In one embodiment, a kind of computer equipment, including memory and processor are provided, is stored in memory
The step of computer program, which realizes above-mentioned method for detecting lane lines when executing computer program.Lane line is examined herein
The step of survey method, can be the step in the method for detecting lane lines of above-mentioned each embodiment.
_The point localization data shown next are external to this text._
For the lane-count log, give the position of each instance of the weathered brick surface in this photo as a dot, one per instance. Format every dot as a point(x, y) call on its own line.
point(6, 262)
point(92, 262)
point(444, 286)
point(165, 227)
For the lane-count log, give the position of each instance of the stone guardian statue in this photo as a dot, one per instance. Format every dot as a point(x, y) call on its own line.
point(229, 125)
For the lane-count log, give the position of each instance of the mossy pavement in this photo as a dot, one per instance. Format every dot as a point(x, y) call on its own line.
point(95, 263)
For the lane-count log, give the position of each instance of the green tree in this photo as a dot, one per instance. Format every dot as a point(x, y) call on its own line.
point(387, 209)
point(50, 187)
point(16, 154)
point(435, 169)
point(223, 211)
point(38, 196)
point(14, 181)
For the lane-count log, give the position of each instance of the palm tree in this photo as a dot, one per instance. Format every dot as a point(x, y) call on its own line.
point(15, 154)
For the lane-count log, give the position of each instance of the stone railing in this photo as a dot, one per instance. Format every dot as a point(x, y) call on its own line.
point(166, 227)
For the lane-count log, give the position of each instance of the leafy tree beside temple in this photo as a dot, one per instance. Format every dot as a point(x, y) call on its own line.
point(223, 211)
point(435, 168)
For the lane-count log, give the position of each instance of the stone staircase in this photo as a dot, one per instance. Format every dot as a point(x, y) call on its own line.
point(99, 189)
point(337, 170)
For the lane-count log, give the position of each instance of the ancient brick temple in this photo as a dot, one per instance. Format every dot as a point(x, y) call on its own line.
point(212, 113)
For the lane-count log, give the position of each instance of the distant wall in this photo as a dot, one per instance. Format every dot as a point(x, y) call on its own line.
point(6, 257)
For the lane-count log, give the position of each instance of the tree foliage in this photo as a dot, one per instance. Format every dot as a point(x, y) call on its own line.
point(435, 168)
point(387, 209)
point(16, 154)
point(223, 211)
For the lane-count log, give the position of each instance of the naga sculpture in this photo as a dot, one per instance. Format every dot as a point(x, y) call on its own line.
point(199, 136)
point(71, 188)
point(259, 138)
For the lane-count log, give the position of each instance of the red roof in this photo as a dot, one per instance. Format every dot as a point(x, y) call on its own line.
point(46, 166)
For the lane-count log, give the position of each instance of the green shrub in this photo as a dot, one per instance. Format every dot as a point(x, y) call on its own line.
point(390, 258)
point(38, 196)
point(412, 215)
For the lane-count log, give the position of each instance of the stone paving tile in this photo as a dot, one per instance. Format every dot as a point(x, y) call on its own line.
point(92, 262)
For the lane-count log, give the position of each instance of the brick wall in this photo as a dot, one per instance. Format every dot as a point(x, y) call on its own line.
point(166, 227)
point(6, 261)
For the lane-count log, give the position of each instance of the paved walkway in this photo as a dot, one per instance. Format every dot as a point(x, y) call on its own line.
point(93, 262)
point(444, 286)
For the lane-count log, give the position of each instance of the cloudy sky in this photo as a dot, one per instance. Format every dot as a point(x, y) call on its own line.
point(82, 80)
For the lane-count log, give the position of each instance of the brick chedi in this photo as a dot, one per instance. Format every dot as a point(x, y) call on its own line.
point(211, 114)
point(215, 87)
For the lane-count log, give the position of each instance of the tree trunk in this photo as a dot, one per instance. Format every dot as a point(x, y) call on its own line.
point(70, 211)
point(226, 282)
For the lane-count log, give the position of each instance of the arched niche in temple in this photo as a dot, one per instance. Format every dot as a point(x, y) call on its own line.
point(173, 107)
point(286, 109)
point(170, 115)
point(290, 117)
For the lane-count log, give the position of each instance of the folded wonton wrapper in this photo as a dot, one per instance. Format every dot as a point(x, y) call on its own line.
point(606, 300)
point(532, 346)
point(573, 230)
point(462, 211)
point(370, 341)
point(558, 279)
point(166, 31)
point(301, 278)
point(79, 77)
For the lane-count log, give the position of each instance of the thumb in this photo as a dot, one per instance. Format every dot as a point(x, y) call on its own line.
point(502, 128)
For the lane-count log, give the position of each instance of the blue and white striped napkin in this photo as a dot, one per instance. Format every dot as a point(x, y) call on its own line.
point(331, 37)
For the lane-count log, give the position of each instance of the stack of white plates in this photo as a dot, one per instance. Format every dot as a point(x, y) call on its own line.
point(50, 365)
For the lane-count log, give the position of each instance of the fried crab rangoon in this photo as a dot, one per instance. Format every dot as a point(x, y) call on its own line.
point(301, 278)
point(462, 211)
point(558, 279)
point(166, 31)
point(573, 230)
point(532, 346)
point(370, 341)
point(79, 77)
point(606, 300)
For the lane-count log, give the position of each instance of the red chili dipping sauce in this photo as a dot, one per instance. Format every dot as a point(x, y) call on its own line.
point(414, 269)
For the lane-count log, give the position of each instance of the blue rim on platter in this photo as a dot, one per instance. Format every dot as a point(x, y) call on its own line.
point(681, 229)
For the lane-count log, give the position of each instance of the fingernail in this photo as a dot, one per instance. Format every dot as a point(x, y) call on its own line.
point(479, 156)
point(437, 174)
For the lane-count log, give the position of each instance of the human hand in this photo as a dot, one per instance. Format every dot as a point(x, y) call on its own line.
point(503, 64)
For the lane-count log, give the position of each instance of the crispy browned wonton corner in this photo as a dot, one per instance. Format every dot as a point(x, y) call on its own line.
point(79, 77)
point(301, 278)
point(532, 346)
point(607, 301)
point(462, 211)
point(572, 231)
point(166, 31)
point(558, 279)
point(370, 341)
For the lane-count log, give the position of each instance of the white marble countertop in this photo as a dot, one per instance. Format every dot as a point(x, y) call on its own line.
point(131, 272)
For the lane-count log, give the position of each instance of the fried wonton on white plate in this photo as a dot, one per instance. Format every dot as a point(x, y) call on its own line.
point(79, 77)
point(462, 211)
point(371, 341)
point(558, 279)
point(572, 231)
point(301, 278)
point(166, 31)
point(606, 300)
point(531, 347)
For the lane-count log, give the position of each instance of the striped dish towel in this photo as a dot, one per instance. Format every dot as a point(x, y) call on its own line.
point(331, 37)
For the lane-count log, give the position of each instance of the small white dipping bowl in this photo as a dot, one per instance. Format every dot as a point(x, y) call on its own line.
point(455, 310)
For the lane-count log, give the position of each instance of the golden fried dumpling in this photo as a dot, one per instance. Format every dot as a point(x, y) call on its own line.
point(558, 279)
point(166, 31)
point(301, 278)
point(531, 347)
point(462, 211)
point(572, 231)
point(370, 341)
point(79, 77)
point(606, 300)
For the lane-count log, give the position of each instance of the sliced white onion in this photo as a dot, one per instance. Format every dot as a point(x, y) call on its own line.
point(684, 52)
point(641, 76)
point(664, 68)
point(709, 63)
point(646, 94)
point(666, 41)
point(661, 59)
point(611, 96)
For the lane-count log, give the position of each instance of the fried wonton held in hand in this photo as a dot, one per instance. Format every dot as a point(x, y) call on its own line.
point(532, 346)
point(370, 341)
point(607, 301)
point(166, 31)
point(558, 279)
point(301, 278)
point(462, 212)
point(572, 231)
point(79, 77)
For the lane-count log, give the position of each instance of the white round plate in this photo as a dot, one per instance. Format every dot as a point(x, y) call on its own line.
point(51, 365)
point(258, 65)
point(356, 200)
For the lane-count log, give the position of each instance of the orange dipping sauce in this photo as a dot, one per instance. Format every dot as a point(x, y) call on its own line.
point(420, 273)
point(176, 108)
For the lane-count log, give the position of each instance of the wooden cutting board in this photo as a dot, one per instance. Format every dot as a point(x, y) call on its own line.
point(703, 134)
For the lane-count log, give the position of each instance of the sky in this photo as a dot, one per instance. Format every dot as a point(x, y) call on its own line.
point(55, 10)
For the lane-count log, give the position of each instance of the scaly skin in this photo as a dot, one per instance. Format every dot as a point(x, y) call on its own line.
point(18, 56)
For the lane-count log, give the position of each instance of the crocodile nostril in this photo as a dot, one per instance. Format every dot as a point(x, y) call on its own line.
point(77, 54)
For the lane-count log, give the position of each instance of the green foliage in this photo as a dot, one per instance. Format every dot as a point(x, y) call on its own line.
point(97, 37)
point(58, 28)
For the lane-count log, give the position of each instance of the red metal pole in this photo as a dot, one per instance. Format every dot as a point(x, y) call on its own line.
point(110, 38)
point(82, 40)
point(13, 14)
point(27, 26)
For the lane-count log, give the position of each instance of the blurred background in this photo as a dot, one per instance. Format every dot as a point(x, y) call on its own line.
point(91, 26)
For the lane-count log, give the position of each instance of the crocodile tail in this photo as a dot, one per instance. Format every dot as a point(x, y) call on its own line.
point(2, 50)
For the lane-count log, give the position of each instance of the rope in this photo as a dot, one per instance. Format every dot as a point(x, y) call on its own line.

In one embodiment, a kind of computer readable storage medium is provided, computer program is stored thereon with, is calculated
The step of machine program realizes above-mentioned method for detecting lane lines when being executed by processor.The step of method for detecting lane lines can be with herein
It is the step in the method for detecting lane lines of above-mentioned each embodiment.
Those of ordinary skill in the art will appreciate that realizing all or part of the process in above-described embodiment method, being can be with
Relevant hardware is instructed to complete by computer program, the computer program can be stored in a non-volatile computer
In read/write memory medium, the computer program is when being executed, it may include such as the process of the embodiment of above-mentioned each method.Wherein,
To any reference of memory, storage, database or other media used in each embodiment provided herein,
Including non-volatile and/or volatile memory.Nonvolatile memory may include read-only memory (ROM), programming ROM
(PROM), electrically programmable ROM (EPROM), electrically erasable ROM (EEPROM) or flash memory.Volatile memory may include
Random access memory (RAM) or external cache.By way of illustration and not limitation, RAM is available in many forms,
Such as static state RAM (SRAM), dynamic ram (DRAM), synchronous dram (SDRAM), double data rate sdram (DDRSDRAM), enhancing
Type SDRAM (ESDRAM), synchronization link (Synchlink) DRAM (SLDRAM), memory bus (Rambus) direct RAM
(RDRAM), direct memory bus dynamic ram (DRDRAM) and memory bus dynamic ram (RDRAM) etc..
Each technical characteristic of above embodiments can be combined arbitrarily, for simplicity of description, not to above-described embodiment
In each technical characteristic it is all possible combination be all described, as long as however, the combination of these technical characteristics be not present lance
Shield all should be considered as described in this specification.
The several embodiments of the application above described embodiment only expresses, the description thereof is more specific and detailed, but simultaneously
It cannot therefore be construed as limiting the scope of the patent.It should be pointed out that coming for those of ordinary skill in the art
It says, without departing from the concept of this application, various modifications and improvements can be made, these belong to the protection of the application
Range.Therefore, the scope of protection shall be subject to the appended claims for the application patent.